Improvements in Filter Combiners
Insight to IBOC, May 2010
Classic combiners, as stated above, will have approximately 30dB of rejection at the channel to be combined. Illustrated in Figure 2 is the typical frequency response (S21 and S11) of a three-section filter used for combining channels with 1.6MHz separation and the same filter with 800kHz separation. The limited rejection (approx. 7.5dB minimum) for 800kHz spacing results in higher loss (approx. 1.2dB) at the broadband input.
Filter rejection vs. module insertion loss at broadband input to output is plotted in Figure 3 and illustrates the need for high rejection for low insertion loss at the broadband port.
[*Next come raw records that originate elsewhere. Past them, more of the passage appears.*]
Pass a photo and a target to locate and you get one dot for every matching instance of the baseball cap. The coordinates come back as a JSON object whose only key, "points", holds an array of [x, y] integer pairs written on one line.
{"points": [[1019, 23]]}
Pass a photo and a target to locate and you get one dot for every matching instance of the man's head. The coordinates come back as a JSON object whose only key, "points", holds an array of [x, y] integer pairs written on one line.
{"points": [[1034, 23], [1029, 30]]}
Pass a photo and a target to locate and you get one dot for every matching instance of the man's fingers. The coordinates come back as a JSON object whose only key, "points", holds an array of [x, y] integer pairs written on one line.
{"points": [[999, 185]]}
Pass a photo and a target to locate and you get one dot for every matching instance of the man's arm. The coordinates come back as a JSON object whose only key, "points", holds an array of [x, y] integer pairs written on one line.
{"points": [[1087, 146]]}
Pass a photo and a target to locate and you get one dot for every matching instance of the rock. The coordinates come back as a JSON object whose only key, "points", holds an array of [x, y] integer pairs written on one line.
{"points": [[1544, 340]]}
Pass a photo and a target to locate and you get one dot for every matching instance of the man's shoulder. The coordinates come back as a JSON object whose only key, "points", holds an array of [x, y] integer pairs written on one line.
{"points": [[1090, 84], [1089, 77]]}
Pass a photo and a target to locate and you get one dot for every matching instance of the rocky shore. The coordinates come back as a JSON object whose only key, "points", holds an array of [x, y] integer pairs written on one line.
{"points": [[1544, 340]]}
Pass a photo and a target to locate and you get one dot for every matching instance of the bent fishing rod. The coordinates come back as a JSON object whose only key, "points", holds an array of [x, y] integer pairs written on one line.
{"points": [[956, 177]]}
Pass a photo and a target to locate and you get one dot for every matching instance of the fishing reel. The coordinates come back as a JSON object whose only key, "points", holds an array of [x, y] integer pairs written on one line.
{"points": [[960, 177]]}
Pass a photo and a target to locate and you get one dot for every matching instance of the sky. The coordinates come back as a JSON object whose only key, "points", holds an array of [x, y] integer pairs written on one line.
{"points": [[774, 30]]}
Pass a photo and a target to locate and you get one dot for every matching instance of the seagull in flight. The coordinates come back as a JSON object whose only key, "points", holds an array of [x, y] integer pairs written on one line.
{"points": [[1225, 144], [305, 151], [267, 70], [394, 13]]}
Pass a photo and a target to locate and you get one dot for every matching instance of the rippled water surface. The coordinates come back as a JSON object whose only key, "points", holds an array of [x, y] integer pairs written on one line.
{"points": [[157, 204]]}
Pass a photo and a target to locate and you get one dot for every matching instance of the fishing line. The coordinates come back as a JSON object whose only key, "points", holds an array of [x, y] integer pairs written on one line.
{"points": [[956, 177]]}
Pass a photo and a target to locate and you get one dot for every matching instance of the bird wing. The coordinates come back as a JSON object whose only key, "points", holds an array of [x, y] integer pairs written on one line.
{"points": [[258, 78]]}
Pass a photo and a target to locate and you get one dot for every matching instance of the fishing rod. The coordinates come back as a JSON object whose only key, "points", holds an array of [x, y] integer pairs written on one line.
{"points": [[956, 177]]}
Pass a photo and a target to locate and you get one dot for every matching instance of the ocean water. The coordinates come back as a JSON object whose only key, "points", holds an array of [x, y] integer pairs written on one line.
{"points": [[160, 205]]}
The use of filters to combine FM and digital sidebands was discussed early in the rollout of HD Radio, but quickly ignored due to filter order (required for 30dB rejection) and related cost, size and loss issues. A six-section sharp-tuned filter with multiple cross couplings would be required to achieve 30dB rejection at the IBOC MP1 digital sidebands. Six-section pseudo-elliptic function filters are not difficult to design. However, due to narrow bandwidth compared to classic-tuned FM filters, and the higher order, significant losses are incurred.
Higher losses result in low-power handling capability for a given size filter. The six-section sharp-tuned filter and table summarizing loss results is illustrated in Figure 4. The integrated, or average loss of this narrow sharp-tuned filter using high Q, 20" to 24" square cavities providing 30dB rejection at the digital sidebands is approximately 1.31dB. Note however, that due to the finite cavity Q there is still significant loss at the sideband inner edges. Using this size cavity in a classic four-section filter with wider bandwidth (400kHz plus) would have approximately 0.25dB loss and handle 30kW. The sharp-tuned filter in Figure 4 using the same cavity geometry can only handle 6.5kW without a lot of additional cooling. It's easy to see why sharp-tuned filters were quickly disregarded as a solution to combine FM and digital sidebands.